Herabstufung der Hauptstraße formal auf den Weg gebracht

„Anwohner und Geschäfte profitieren gleichermaßen“
Die lärmgeplagten Anwohner der Hauptstraße dürfen hoffen. Denn geht es nach dem jüngsten Beschluss des Gemeinderates, soll sich die Verkehrssituation auf der Hauptverkehrsachse unserer Stadt mittelfristig deutlich verbessern. Voraussetzung hierfür ist die Herabstufung der jetzigen Landesstraße L543 in eine Ortstraße. Seit Jahren von der Grünen-Fraktion gefordert scheiterten hier bislang alle Bemühungen am Widerstand der überregionalen Behörden. Mit der für Ende 2010 geplanten Fertigstellung der B535 bei Plankstadt ist nun die Umsetzung in greifbare Nähe gerückt. Die neue Bundesstraße bildet die Ortsumgehung Schwetzingen-Plankstadt und entlastet die L543 bei Plankstadt. „Nun lassen wir keine Ausflüchte mehr gelten“, so die Aufforderung der Grünen an das Regierungspräsidium, der zuständigen Genehmigungsbehörde. „Das Argument, das Landesstraßennetz müsse durchgehend sein, zieht nicht mehr. Mit dem Bau der B535 lässt sich nun die westliche Kreisstraße K4147 hochstufen und die Hauptstraße in Eppelheim herabstufen“, argumentiert die Gemeinderatsfraktion. Die K4147 führt vom Heidelberger Kreuz („Rittel“) und mündet in die L544, die zur Landesstraße zwischen Schwetzingen und Heidelberg, der L600, führt. Diese Umwidmung wurde nun förmlich vom Gemeinderat auf den Weg gebracht. Mit einer Umsetzung ist indes aufgrund der langen Entscheidungswege wohl nicht vor 2013 zu rechnen.

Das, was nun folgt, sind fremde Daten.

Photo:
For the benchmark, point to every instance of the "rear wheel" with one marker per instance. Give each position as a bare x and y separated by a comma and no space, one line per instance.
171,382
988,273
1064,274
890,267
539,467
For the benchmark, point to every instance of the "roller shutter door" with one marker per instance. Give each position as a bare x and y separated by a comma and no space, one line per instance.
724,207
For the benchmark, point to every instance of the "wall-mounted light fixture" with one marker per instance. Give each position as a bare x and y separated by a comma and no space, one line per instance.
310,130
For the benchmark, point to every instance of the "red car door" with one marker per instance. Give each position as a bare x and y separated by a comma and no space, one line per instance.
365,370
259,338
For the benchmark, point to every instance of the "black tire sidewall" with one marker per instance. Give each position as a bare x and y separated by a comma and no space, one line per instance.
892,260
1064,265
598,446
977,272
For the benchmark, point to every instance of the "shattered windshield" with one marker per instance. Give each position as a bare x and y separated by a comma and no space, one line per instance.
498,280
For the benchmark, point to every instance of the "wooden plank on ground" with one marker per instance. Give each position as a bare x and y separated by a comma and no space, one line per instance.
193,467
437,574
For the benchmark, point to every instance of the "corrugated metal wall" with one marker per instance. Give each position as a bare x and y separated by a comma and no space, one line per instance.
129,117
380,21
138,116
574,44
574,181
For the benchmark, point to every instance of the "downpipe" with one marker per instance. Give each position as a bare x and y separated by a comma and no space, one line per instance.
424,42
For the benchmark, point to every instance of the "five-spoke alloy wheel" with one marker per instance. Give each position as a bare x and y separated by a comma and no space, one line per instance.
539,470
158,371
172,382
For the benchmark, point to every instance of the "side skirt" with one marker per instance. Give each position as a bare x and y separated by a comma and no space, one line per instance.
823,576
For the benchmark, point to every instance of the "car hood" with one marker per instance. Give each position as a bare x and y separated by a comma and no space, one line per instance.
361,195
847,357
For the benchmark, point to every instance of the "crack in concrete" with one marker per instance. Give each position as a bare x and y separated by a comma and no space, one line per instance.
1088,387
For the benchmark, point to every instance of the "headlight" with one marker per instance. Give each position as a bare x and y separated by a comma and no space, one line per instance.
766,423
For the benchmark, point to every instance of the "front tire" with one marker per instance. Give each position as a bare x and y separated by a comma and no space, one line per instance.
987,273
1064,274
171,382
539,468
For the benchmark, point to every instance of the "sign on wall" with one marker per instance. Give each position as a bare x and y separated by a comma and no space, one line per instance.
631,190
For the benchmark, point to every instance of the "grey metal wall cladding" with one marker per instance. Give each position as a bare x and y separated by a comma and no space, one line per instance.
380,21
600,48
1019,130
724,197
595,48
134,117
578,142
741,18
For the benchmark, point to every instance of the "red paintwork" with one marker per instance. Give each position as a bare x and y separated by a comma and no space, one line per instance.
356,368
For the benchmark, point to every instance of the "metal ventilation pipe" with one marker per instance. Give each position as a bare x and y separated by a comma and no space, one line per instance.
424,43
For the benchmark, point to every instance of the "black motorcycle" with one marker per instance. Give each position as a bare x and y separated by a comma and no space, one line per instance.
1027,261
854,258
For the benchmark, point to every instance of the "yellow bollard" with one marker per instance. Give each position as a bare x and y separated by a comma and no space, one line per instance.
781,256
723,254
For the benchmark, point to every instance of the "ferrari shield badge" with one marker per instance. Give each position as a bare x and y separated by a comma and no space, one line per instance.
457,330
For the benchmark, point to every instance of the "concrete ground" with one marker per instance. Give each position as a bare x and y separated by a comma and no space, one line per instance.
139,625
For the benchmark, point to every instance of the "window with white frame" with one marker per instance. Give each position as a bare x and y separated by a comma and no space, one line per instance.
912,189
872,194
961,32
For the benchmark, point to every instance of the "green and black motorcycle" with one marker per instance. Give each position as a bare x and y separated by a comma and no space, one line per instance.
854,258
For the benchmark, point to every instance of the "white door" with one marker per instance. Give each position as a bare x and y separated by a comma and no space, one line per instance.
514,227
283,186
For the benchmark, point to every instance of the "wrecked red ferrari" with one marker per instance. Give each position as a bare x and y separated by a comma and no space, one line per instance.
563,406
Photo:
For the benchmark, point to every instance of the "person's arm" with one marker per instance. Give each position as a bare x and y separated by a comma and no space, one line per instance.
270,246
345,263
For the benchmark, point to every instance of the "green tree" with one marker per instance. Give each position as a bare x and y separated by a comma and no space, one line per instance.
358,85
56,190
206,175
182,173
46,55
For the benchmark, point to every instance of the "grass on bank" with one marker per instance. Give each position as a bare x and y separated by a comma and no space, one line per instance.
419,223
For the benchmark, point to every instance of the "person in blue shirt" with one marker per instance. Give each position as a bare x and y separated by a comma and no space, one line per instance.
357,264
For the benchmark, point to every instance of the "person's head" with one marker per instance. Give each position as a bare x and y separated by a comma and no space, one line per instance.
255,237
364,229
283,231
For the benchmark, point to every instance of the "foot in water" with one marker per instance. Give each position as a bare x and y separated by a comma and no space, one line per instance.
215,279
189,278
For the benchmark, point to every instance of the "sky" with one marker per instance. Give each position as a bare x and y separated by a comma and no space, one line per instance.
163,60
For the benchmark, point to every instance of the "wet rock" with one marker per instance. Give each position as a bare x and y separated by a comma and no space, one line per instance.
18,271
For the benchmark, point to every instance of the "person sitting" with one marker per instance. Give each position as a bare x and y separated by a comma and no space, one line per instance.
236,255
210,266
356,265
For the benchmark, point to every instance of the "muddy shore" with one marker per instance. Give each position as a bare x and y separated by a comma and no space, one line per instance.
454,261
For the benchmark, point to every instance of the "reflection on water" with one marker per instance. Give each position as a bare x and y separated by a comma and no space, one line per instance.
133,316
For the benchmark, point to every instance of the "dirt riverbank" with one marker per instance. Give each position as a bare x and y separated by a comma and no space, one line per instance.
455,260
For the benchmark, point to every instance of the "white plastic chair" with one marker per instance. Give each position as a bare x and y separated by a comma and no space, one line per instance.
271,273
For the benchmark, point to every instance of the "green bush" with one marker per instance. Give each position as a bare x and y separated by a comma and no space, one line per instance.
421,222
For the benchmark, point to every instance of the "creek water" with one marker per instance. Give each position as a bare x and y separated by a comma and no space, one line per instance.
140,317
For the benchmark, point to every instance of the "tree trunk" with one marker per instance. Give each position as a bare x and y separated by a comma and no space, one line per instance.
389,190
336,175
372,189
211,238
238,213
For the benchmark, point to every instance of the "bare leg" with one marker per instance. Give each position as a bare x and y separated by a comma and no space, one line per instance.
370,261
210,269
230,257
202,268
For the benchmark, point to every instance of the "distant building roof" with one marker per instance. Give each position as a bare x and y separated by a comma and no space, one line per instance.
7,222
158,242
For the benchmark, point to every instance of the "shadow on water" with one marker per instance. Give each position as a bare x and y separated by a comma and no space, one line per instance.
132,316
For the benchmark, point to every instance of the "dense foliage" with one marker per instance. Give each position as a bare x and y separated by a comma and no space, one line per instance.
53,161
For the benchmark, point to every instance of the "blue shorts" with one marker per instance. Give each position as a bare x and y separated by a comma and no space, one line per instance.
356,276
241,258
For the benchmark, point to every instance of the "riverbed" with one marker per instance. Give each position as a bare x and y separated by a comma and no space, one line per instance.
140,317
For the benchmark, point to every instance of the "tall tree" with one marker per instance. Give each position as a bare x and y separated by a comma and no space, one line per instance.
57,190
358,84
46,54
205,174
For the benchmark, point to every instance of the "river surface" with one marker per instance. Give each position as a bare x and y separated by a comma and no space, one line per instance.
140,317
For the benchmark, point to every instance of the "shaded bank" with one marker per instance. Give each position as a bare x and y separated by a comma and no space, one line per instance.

Die Herabstufung ist Voraussetzung für eine Verkehrsberuhigung auf der Hauptstraße und damit für mehr Lebensqualität und Attraktivität im Zentrum. Bleibt die Hauptstraße Landesstraße, hat die Stadt keine rechtlichen Mittel, Maßnahmen zur Verkehrsberuhigung umzusetzen. Die Hauptstraße als Lebensnerv unserer Stadt wird derzeit von bis zu 12.000 Fahrzeugen täglich befahren. Mit der Umwidmung kann dieser Bereich für den Lkw-Verkehr gesperrt und der Durchgangsverkehr deutlich verringert werden.

Nicht teilen konnte die Fraktion die Bedenken der Gegner einer Herabstufung, die eine mögliche Beeinträchtigung der ortsansässigen Geschäfte ins Feld führten und das Bild einer „Verödung“ der Innenstadt zeichneten. Dagegen argumentieren die Grünen: „Mit mehr Attraktivität kommen auch mehr Menschen in die Stadt, davon profitieren auch die Geschäfte im Ortskern.“ Und weiter: „Parkmöglichkeiten wird es auf der Hauptstraße immer geben. Mit einer Verkehrsberuhigung und ‚Möblierung’ der Straße schaffen wir nur mehr Sicherheit und Attraktivität, die allen Verkehrsteilnehmer, also auch Fußgängern und Radfahrern, zugute kommt.“ Dem Beschlussvorschlag ist die neue fünfköpfige Fraktion von Bündnis’90/DIE GRÜNEN daher geschlossen gefolgt. (ids)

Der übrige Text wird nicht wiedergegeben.